For a study, researchers wanted to see if extended or flexed knee placement was better for arthrocentesis and if flexed knee positioning could be enhanced using mechanical compression. In a quality improvement intervention, 55 clinically effusive knees underwent arthrocentesis: 20 consecutive knees in the extended knee position using the superolateral approach, then 35 consecutive knees in the flexed knee position with and without an external compression brace placed on the suprapatellar bursa. The success of the arthrocentesis and the fluid production in milliliters were both assessed.

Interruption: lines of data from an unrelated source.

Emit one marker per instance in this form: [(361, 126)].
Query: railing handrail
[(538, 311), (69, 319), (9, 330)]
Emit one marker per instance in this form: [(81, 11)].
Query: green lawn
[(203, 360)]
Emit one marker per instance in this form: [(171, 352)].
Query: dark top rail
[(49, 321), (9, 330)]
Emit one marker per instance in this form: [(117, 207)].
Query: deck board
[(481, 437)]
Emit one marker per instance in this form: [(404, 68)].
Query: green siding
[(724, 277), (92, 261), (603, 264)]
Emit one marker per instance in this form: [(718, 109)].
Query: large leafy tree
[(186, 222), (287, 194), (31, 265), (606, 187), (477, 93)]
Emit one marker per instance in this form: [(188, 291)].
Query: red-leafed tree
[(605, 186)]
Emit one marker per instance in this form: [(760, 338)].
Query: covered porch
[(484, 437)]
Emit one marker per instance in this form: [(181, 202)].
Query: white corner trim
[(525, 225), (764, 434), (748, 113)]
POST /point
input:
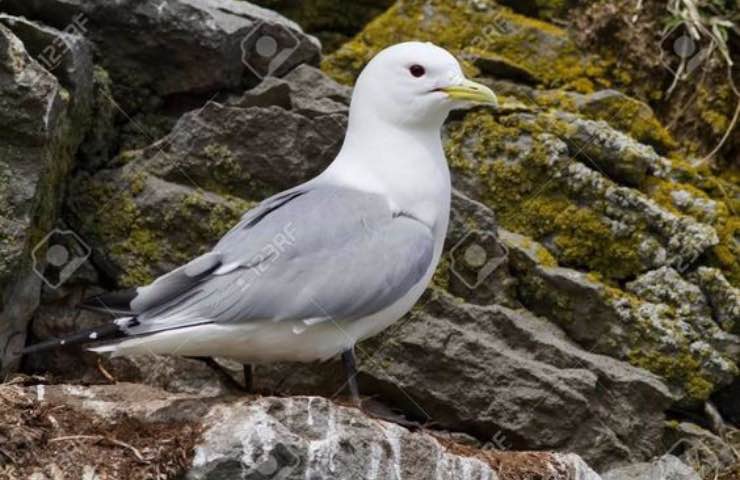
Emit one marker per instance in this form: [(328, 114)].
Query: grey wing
[(324, 253), (183, 279)]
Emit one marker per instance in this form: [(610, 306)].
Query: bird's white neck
[(406, 165)]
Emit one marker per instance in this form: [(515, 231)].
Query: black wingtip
[(104, 332), (116, 303)]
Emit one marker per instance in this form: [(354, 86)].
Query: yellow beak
[(470, 91)]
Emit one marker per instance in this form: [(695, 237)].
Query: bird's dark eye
[(417, 70)]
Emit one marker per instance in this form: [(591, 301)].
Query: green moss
[(144, 240), (678, 369), (332, 21), (528, 200), (465, 30), (633, 117)]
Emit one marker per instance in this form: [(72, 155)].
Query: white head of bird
[(393, 143), (415, 84)]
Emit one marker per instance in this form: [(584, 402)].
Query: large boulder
[(661, 322), (589, 175), (503, 374), (181, 46), (215, 163), (145, 431), (44, 115)]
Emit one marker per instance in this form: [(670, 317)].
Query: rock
[(723, 298), (143, 237), (667, 467), (706, 452), (99, 143), (656, 329), (542, 50), (301, 437), (45, 118), (504, 374), (483, 280), (214, 164), (181, 46), (333, 22), (726, 400)]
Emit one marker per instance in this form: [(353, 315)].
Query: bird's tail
[(110, 331)]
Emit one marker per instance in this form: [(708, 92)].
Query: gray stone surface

Fluid output was 191% higher in the extended knee than in the flexed knee (extended knee, 16.9 ± 15.7 mLL; flexed knee, 5.8 ± 6.3 mL; P<.007).In the extended knee, 95% (19/20) and 77% (27/35) of diagnostic arthrocentesis (≥22 mL) were successful (P=0.08). Fluid yields were essentially identical after mechanical compression was applied to the suprapatellar bursa and patellofemoral joint of the flexed knee (extended knee, 16.9 ± 15.7 mL; flexed knee, 16.7 ± 11.3 mL; P=0.73), as were successful diagnostic arthrocentesis (≥2 mL) (extended knee 95% vs. flexed knee 100%, P=0.12).

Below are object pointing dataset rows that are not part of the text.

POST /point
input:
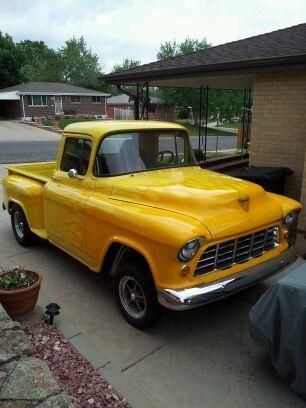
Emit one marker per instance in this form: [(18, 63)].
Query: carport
[(273, 67)]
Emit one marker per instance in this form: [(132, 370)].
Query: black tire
[(20, 227), (130, 273)]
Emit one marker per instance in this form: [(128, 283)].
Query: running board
[(41, 232)]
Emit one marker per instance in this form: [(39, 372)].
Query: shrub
[(16, 278)]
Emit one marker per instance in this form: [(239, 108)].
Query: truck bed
[(37, 171)]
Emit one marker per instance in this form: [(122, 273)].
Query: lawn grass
[(230, 125), (194, 131), (47, 122), (65, 122)]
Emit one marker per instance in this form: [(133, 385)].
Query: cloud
[(135, 28)]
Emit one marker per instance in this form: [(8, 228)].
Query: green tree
[(10, 62), (181, 97), (172, 49), (40, 63), (79, 65), (126, 64), (225, 104)]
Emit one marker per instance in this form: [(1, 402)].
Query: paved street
[(200, 358)]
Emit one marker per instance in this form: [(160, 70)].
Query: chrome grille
[(236, 251)]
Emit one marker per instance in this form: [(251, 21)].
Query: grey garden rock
[(37, 381), (3, 315), (13, 343), (9, 325), (3, 375), (18, 404), (62, 400)]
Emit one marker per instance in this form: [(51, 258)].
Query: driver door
[(65, 198)]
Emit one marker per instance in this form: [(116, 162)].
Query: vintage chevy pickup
[(128, 198)]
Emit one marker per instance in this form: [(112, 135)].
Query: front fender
[(155, 233)]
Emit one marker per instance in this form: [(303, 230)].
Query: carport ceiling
[(232, 65)]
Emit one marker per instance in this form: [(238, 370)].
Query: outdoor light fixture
[(52, 309)]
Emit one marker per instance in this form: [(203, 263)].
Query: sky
[(134, 29)]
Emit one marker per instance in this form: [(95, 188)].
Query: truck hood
[(225, 205)]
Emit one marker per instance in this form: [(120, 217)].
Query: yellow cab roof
[(99, 128)]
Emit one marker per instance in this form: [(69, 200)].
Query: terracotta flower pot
[(20, 302)]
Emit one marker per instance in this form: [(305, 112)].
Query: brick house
[(121, 107), (50, 99), (273, 67)]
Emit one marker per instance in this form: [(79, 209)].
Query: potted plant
[(19, 290)]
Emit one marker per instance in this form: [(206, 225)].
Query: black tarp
[(278, 324), (270, 178)]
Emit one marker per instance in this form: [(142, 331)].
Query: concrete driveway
[(200, 358), (20, 142), (14, 131)]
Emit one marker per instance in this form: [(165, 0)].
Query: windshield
[(132, 152)]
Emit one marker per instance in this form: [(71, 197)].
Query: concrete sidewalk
[(200, 358)]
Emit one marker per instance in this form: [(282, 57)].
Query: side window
[(76, 155)]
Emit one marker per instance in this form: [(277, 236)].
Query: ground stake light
[(52, 309)]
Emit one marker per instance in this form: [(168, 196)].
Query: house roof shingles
[(278, 47), (51, 87)]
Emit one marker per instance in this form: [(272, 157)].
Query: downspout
[(23, 111)]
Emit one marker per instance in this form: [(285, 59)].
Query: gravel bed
[(72, 371)]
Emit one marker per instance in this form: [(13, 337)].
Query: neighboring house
[(50, 99), (121, 107)]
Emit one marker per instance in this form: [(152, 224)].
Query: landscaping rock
[(3, 375), (3, 315), (8, 325), (17, 404), (37, 381), (62, 400), (13, 343)]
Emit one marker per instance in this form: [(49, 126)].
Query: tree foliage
[(10, 62), (172, 49), (74, 63), (79, 65), (226, 104), (126, 64), (39, 62)]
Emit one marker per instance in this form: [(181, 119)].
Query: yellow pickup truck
[(128, 198)]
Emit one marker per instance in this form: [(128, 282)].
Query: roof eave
[(62, 93), (230, 68)]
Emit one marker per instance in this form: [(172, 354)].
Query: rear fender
[(28, 194)]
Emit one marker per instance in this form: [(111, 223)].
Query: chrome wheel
[(132, 297), (19, 224)]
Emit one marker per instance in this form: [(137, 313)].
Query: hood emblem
[(244, 202)]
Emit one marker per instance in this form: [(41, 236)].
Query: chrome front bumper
[(189, 298)]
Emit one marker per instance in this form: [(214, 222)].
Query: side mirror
[(72, 173)]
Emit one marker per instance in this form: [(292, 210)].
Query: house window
[(37, 100), (96, 99), (75, 99)]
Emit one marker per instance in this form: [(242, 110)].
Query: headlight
[(188, 251), (291, 218)]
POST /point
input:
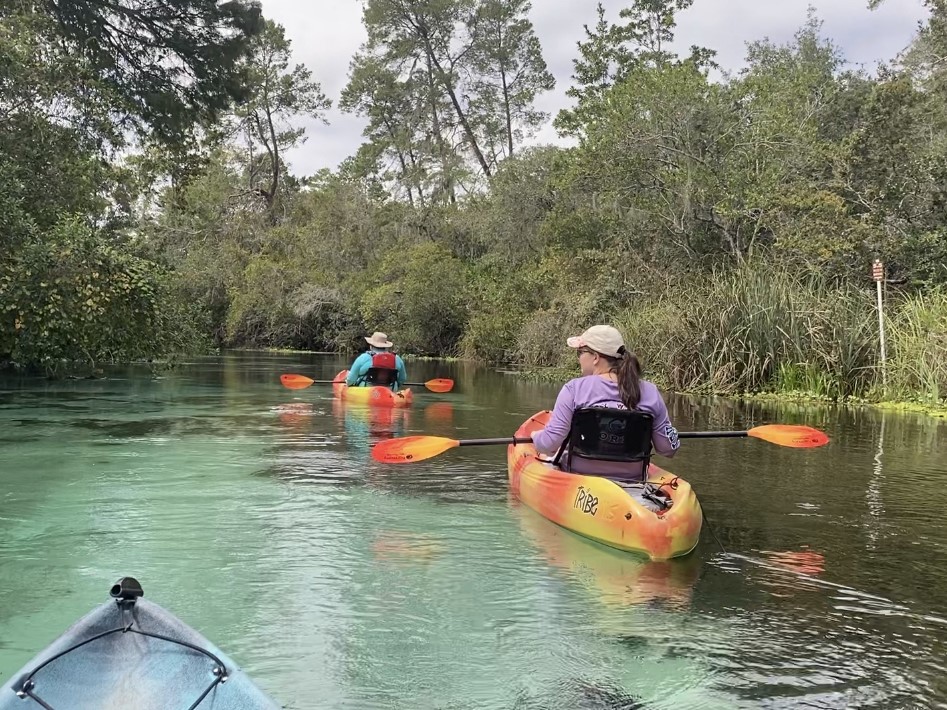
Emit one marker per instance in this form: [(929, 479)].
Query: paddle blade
[(798, 437), (408, 449), (440, 384), (296, 382)]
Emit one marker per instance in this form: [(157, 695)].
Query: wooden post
[(878, 274)]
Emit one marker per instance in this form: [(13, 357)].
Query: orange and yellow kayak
[(611, 512), (375, 396)]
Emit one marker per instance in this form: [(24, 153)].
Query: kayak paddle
[(299, 382), (408, 449)]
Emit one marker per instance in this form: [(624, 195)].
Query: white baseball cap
[(601, 338)]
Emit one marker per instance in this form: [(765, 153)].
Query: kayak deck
[(619, 514), (130, 653)]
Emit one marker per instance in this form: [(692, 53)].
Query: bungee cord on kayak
[(133, 619)]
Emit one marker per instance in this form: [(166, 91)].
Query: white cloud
[(325, 39)]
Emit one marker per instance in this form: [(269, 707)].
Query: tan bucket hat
[(379, 340)]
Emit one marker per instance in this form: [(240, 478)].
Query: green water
[(255, 515)]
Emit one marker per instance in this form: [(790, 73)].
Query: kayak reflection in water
[(365, 425), (378, 366)]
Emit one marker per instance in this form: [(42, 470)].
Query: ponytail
[(628, 369)]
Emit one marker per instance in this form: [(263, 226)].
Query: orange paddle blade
[(798, 437), (296, 382), (408, 449), (440, 384)]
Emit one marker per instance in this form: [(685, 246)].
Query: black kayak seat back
[(607, 434)]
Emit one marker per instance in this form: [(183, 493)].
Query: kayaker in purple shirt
[(611, 377)]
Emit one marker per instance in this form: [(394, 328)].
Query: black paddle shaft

When mechanical compression was applied to the superior knee, the extended knee superolateral approach was superior to the flexed knee for conventional arthrocentesis; however, when mechanical compression was applied to the superior knee, the extended knee and flexed knee positions had identical arthrocentesis success. This novel arthrocentesis approach with a flexed knee was a good option for patients who were in wheelchairs, have flexion contractures, can’t lie down, or can’t extend their knee in any other way.